Mons, 24 ou 28 novembre 1873.
Cher ami,

Je reçois à l’instant ton petit mot, et le spécimen du petit bouquin. C’est très-bien. Pas la peine de m’envoyer autre chose, pour le moment. Quand le livre sera fini, tu en remettras un certain nombre d’exemplaires à ma mère, ou, si elle est encore ici, tu lui en enverras un exemplaire qu’elle me fera parvenir. Merci du bon souvenir.

Je te le disais vendredi dernier, je suis bien décourageotté, bien triste par instants. Croirais-tu qu’un de mes chagrins c’est encore ma femme ! C’est extraordinaire comme elle a peur du père et de la mère Badingue [les beaux-parents].

Je la plains de tout mon cœur de ce qui arrive, de la savoir là, dans ce milieu qui ne la vaut pas, loin du seul être qui ait compris quelque chose à son caractère, je veux dire moi. Mais on a tant fait, on lui a tant fait faire, qu’à présent elle est comme engagée d’honneur à pourrir dans son dessein. Au fond, j’en suis sûre, elle se ronge de tristesse, peut-être de remords. Elle sait qu’elle a menti à elle-même, elle sait qui et quel je suis, de quoi je suis capable pour son bonheur.

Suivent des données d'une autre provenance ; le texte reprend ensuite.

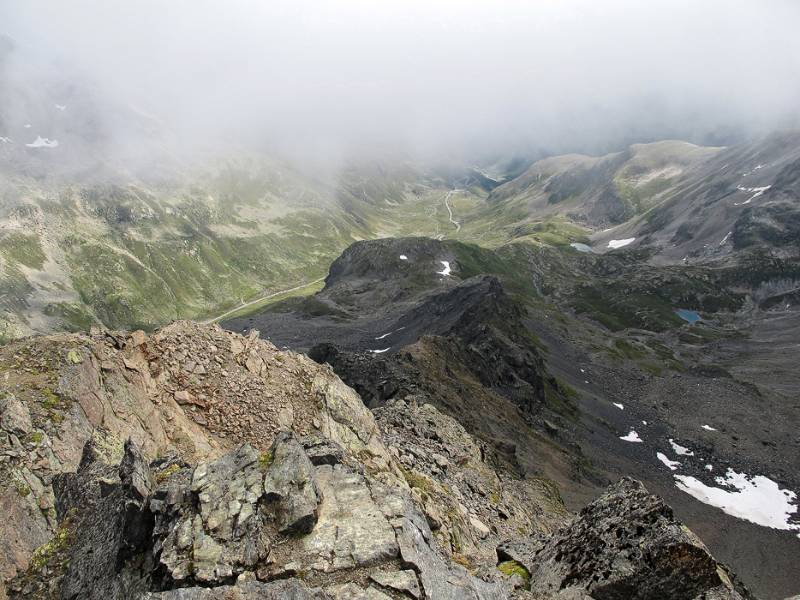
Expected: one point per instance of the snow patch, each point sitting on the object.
(680, 450)
(755, 191)
(614, 244)
(631, 437)
(756, 499)
(672, 464)
(41, 142)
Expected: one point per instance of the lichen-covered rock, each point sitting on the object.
(627, 544)
(217, 530)
(290, 485)
(288, 589)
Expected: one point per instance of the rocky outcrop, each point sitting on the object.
(245, 525)
(341, 503)
(470, 502)
(189, 391)
(625, 545)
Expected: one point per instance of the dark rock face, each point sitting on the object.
(625, 545)
(107, 524)
(478, 325)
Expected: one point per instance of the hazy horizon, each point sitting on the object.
(466, 79)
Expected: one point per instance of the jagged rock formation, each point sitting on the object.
(332, 503)
(626, 544)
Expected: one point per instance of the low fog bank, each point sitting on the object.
(467, 81)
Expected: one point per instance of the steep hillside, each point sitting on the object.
(580, 367)
(600, 191)
(744, 198)
(197, 464)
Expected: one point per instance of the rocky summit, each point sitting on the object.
(196, 463)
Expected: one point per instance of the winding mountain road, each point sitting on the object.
(449, 210)
(257, 300)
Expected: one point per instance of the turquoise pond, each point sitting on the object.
(690, 316)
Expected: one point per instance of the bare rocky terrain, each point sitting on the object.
(502, 343)
(123, 483)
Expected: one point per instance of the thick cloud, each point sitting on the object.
(311, 77)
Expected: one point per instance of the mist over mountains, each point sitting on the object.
(350, 300)
(326, 81)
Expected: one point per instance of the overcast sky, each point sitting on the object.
(433, 76)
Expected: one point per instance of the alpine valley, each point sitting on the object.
(544, 376)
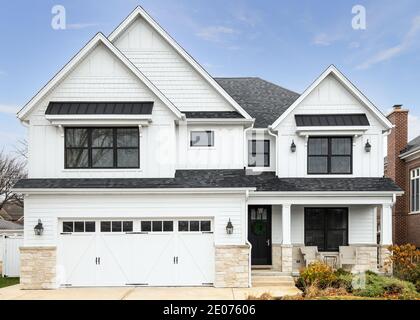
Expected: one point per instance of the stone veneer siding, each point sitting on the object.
(276, 256)
(286, 258)
(232, 266)
(38, 267)
(385, 263)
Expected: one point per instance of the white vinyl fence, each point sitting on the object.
(9, 246)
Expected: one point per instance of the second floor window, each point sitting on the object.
(202, 139)
(101, 148)
(414, 190)
(330, 155)
(258, 153)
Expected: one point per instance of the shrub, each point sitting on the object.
(406, 261)
(381, 286)
(316, 274)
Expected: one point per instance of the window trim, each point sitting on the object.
(414, 175)
(202, 146)
(325, 228)
(329, 155)
(90, 148)
(250, 141)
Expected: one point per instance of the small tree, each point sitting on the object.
(11, 170)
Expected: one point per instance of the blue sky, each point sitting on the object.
(287, 42)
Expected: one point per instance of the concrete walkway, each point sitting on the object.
(142, 293)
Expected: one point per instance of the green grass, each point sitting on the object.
(5, 282)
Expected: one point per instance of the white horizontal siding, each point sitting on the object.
(171, 73)
(50, 208)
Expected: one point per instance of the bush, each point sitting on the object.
(406, 262)
(381, 286)
(316, 274)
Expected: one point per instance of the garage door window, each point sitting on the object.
(157, 226)
(116, 226)
(78, 226)
(194, 225)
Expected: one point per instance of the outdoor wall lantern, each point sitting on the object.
(293, 146)
(229, 227)
(39, 229)
(368, 146)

De ce qu’elle m’a vu saoûl, et de ce qu’on lui a infusé dans la tête que je l’avais outragée de la pire façon, je n’en puis conclure que ce soit spontané chez elle ce tic de vouloir se séparer. C’est surtout pour la galerie, et c’est triste. Un moment, à Bruxelles, l’an dernier, j’ai vu qu’elle comprenait, puis ça lui a passé ; sa mère était là. La malheureuse sait certainement que, ici, dans cette ignominie où cela m’a fourré, je pense ces choses-là. Elle le sait, elle voudrait revenir, et ne peut. Avec ça que la maison de son père lui est actuellement un enfer. C’est surtout ce qui m’afflige.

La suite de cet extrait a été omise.